Insel der glühenden Sonne
Er berichtete kurz. »Es kommt mir komisch vor, Shanahan ist kein Spitzel. Ich glaube, er hat es von diesem Bailey gehört. Reden Sie mit ihm, tun Sie, als hätte Shanahan ihn verraten, damit er Namen nennt. Lester Harris erwähnen Sie aber nicht. Notfalls müssen Sie ihm drohen, dass wir ihn wegen Beihilfe zum Mordversuch verhaften.«
»Könnte Lester Harris den Angriff von Port Arthur aus gesteuert haben?«, fragte der Wachtmeister Sergeant Budd.
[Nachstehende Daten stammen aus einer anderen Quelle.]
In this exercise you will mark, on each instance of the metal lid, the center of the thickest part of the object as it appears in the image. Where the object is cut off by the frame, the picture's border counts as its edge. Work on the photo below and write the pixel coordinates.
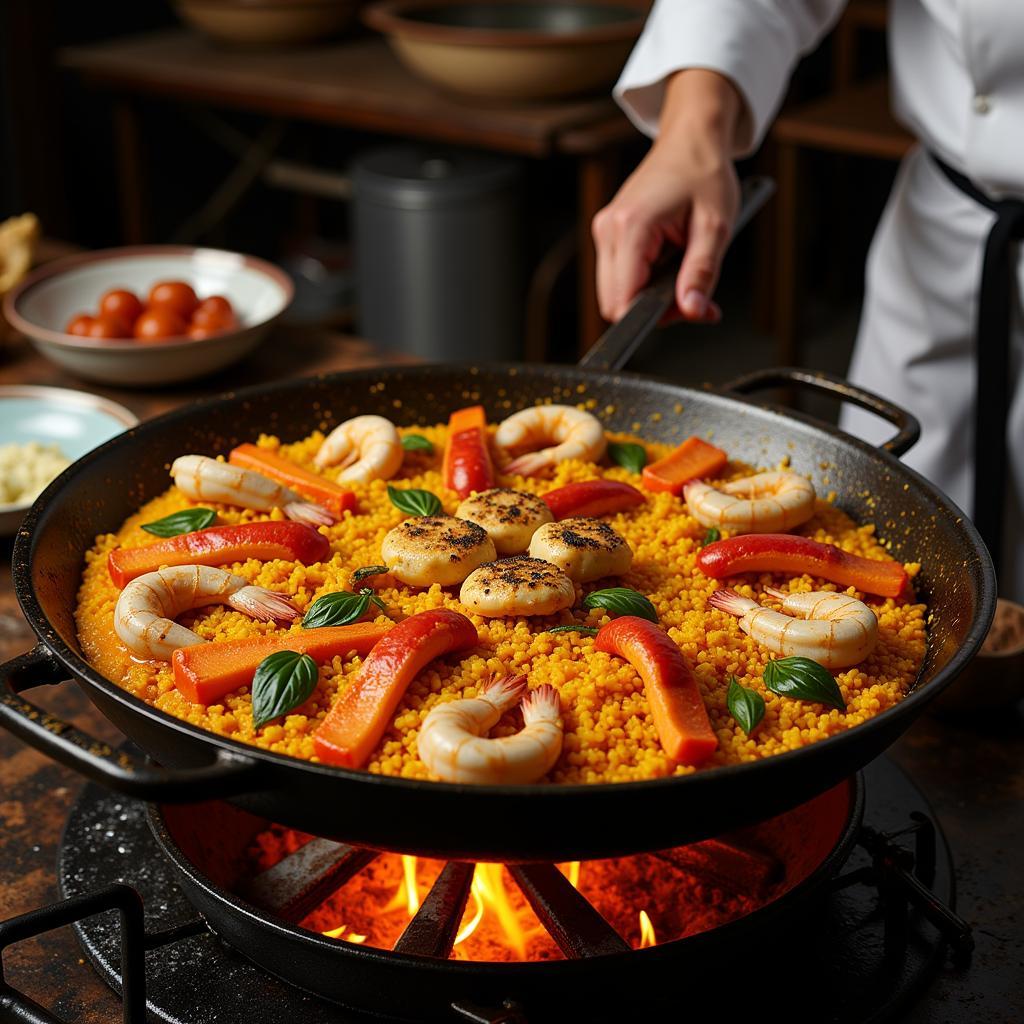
(425, 177)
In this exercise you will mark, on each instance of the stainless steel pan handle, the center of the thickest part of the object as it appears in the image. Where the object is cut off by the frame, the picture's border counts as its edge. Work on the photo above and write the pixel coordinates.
(227, 775)
(907, 427)
(613, 349)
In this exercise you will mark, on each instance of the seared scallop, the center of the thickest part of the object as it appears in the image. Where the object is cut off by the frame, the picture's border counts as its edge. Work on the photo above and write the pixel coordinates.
(518, 586)
(584, 549)
(510, 517)
(441, 549)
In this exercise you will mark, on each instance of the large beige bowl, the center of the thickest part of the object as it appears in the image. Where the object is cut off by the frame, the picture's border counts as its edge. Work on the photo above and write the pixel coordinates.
(267, 23)
(507, 50)
(47, 299)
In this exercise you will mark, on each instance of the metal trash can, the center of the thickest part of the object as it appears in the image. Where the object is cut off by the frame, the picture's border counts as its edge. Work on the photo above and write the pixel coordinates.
(439, 253)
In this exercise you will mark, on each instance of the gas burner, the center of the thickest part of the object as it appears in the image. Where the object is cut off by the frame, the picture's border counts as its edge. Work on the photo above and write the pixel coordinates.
(861, 910)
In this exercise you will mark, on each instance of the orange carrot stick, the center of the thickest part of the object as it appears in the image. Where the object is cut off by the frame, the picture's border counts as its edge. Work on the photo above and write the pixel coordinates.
(293, 542)
(205, 673)
(788, 553)
(693, 460)
(676, 705)
(357, 720)
(317, 488)
(467, 463)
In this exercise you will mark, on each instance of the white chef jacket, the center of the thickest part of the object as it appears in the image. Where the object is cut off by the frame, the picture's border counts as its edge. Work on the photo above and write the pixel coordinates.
(957, 69)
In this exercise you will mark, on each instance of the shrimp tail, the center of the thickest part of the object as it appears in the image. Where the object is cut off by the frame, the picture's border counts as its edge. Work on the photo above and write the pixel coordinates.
(310, 514)
(264, 604)
(728, 600)
(529, 464)
(503, 691)
(541, 705)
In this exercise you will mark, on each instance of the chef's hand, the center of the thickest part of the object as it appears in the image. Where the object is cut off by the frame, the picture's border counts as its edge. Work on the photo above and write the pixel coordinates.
(684, 194)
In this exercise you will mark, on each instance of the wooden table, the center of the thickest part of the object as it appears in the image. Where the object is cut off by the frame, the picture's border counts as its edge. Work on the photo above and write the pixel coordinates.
(355, 84)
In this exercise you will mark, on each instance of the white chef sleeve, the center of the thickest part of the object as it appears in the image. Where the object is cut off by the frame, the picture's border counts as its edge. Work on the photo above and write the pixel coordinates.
(756, 43)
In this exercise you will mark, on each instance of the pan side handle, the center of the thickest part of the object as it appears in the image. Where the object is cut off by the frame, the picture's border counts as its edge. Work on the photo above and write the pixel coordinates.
(228, 774)
(907, 427)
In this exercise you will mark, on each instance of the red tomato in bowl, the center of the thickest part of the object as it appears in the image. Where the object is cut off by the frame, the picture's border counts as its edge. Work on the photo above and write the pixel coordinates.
(214, 313)
(121, 303)
(80, 325)
(174, 295)
(105, 326)
(159, 324)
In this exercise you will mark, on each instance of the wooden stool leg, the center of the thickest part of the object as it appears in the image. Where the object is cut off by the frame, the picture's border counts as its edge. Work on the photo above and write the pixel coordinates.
(597, 181)
(785, 256)
(134, 226)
»Die Sträflinge können Nachrichten schicken und Dinge kaufen, solange sie Geld haben, um Seeleute und Zivilisten zu bestechen, die zwischen Hobart und Port Arthur verkehren. Dort gibt es fast tausend Sträflinge, die überall verteilt arbeiten. Die kann niemand ständig im Auge behalten.«
»Und warum fliehen sie nicht?«
Budd lachte. »Aus Angst, Gander, aus purer Angst! Der Kommandant kümmert sich nicht um die Nachrichten, aber Fluchtversuche werden mit großer Härte bestraft. Was hatte Bailey uns mitzuteilen?«
»Nichts. Er glaubt nicht, dass Shanahan ihn verraten hat. Er sagte, ich wolle ihn nur in die Falle locken, er wüsste von nichts. Aber als ich schon aufgeben wollte, meinte er, es könne eine Geldspur geben, die unmittelbar zu Harris führt.«
»Und?«
»Harris ist nicht arm. Ihm gehört die Farm, er könnte einen Mörder anständig entlohnen. Aber warum sollte er seine Frau töten lassen? Darauf erwiderte Bailey, er sei doch kein verdammter Hellseher.«
»Hast du Hippisley davon berichtet?«
»Natürlich.«
Hippisley begab sich zu Baggott, von dem er erfuhr, dass Lester Harris sich rundweg geweigert habe, die Farm zu verkaufen. Er stimmte zu, dass der Angriff wohl in häuslichen Auseinandersetzungen wurzelte. Doch wie sollte er weiter vorgehen? Es war schwer, Spitzel in die Welt der Sträflinge einzuschleusen, und lohnte in diesem Fall kaum den Aufwand. Andererseits war ein zweiter Mordversuch nicht auszuschließen.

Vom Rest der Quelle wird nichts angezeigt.